Zum Besuch der Seeelefanten mussten wir wieder einer Fuehrerin folgen, die uns sehr viel Interessantes zu den riesigen Elefantinnen sagen konnte, die sich abgeschlafft am Ufer befanden. Sie machten die "Mauser" (Fellwechsel) nach der Aufzucht der Jungen durch und waren fix und fertig, da sie sich waehrend dieser ganzen Zeit nicht auf Nahrungssuche begeben hatten. Die Jungen und die Maennchen befanden sich bereits wieder auf hoher See, so dass wenig Action war. Die Nacht verbrachten wir auf einem Campingplatz in Puerto Madryn, einer Gruendung von walisischen Pionieren im 19. Jahrhundert.
Am naechsten Tag ging es erst um 8.00 Uhr los, denn wir mussten im Ort noch Einkaeufe taetigen. So hatten wir Zeit fuer Telefonanrufe zuhause und konnten uns nach unserem potentiellen Enkel erkundigen, der jeden Tag auf die Welt kommen kann. Um 10.00 Uhr ging es weiter und die Fahrt heute war weniger anstrengend, da wir bereits um 14.00 Uhr am Ziel in Las Grutas am Atlantik waren. Leider war das Meer weg - es war Ebbe! Wir konnten schoen spazieren gehen und die Sonne geniessen, Voegel beobachten (Austernfischer, Flamingos..., da hat unser Freund Martin gefehlt!)
Nach dem Abendessen spuerte ich, dass mich endlich der Magen-Darmvirus erwischt hat, der schon seit einigen Tagen in der Gruppe Unheil anrichtete. Aber mit einmal spucken und zweimal k... war alles erledigt. Am naechsten Morgen war ich noch etwas schlaff, doch auf der 600 km langen Fahrt ins Landesinnere und in die Pampa konnte ich mich im Bus erholen, soweit man diese Busfahrten Erholung nennen kann.

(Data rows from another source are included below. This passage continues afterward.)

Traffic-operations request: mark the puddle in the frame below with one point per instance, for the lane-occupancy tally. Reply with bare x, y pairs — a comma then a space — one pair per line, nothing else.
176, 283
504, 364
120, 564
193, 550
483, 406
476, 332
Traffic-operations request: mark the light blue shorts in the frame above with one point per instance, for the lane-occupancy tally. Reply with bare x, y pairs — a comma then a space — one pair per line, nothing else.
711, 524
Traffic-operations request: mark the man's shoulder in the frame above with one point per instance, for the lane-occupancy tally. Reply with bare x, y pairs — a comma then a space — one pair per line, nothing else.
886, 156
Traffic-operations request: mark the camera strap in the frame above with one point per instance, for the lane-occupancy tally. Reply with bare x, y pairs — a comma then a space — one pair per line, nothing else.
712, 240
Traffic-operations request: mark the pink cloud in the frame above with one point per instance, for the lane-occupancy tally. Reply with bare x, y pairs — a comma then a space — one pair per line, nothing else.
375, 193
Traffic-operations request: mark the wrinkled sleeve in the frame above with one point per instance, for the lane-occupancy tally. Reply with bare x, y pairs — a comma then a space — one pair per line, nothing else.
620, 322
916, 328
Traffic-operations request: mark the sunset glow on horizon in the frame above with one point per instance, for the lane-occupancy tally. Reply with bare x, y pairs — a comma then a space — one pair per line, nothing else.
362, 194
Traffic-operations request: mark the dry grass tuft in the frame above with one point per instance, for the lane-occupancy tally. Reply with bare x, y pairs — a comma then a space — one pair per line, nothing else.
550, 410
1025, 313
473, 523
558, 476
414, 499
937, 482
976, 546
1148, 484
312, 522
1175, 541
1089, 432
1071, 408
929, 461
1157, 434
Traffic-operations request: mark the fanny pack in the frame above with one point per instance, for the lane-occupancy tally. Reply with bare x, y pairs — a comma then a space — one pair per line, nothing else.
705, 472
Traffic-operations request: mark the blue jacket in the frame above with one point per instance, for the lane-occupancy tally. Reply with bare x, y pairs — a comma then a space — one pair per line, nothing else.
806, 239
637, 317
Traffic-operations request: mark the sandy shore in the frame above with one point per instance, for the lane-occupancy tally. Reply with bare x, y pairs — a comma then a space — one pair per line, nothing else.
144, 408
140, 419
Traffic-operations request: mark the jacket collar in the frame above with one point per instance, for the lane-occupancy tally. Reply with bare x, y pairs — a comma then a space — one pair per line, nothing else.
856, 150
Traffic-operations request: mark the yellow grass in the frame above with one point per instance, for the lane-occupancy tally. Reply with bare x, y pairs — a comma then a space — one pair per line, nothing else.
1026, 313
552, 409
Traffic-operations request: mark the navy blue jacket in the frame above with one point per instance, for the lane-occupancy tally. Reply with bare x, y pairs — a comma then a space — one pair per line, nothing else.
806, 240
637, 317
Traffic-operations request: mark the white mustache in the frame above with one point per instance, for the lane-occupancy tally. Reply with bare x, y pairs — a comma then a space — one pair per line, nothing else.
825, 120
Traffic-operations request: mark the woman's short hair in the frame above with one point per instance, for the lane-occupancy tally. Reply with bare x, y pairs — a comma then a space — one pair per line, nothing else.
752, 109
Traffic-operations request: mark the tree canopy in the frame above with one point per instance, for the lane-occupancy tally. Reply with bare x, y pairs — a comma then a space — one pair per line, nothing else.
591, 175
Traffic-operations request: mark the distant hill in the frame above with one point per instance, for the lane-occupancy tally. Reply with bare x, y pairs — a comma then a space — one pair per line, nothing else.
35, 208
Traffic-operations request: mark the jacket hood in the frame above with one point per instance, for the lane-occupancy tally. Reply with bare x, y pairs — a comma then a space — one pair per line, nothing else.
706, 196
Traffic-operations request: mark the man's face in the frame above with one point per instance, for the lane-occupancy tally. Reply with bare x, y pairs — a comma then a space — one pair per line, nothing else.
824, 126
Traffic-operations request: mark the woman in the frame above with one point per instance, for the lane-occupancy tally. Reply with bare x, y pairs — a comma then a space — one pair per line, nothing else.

Die Landschaft wechselte relativ schnell und wir befanden uns nun in der halbfeuchten Pampa mit noch kuenstlicher Bewaesserung. Charakteristisch sind die Windraeder auf den Weiden, die das Grundwasser nach oben pumpen. Es gibt Baumpflanzungen als Windschutz und es tauchen die ersten Rinderherden auf. Ausserdem werden die Weiden gruen und die ersten kahlen Huegel der Sierra tauchen auf.
Wir erreichten erst um 18.00 Uhr den beliebten Ferienort fuer Leute aus der Hauptstadt und bauten unser Rotel auf einem an einem Fluss gelegenen netten Campingplatz auf, wie immer eine Attraktion fuer die Camper auf dem Platz und Anlass fuer Unterhaltungen mit den argentinischen Nachbarn. Es gab Nudelsuppe am Abend, die von einigen "Rotelianern" begruesst wurde, da es wieder einige erwischt hatte und kein grosser Appetit herrschte. Friedel und ich gingen noch spazieren, schauten uns den Fluss an und den Ort, der ausgiebig von einheimischen Touristen bevoelkert war. Wir entdeckten auch hier einen Internetzugang - Internet Rural nannte es sich - genauso langsam funktionierte es auch!
Nun folgte der letzte, ultimative Fahrtag. Ohne Attraktionen am Wegrand, viel Pampa, eine Bar Americana war der heutige Hoehepunkt beim Mittagessen. Aber mit einem echten Fogón ausserhalb des Lokals, d.h. das Fleisch wurde bei offenem Feuer gegrillt und es schmeckte sehr gut. Auf der Ruta 3 ueberholten wir immer wieder Viehtransporter, denn 30 000 Rinder werden jede Woche in Buenos Aires geschlachtet. Nach insgesamt 8620 Kilometern erreichten wir endlich den Platz des Deutschen Turnvereins Villa Ballester in einem Vorort von Buenos Aires. Dort sollten wir die naechsten zwei Tage verbringen und das Gelaende des Sportvereins war ein guter Abschluss fuer die Fahrt.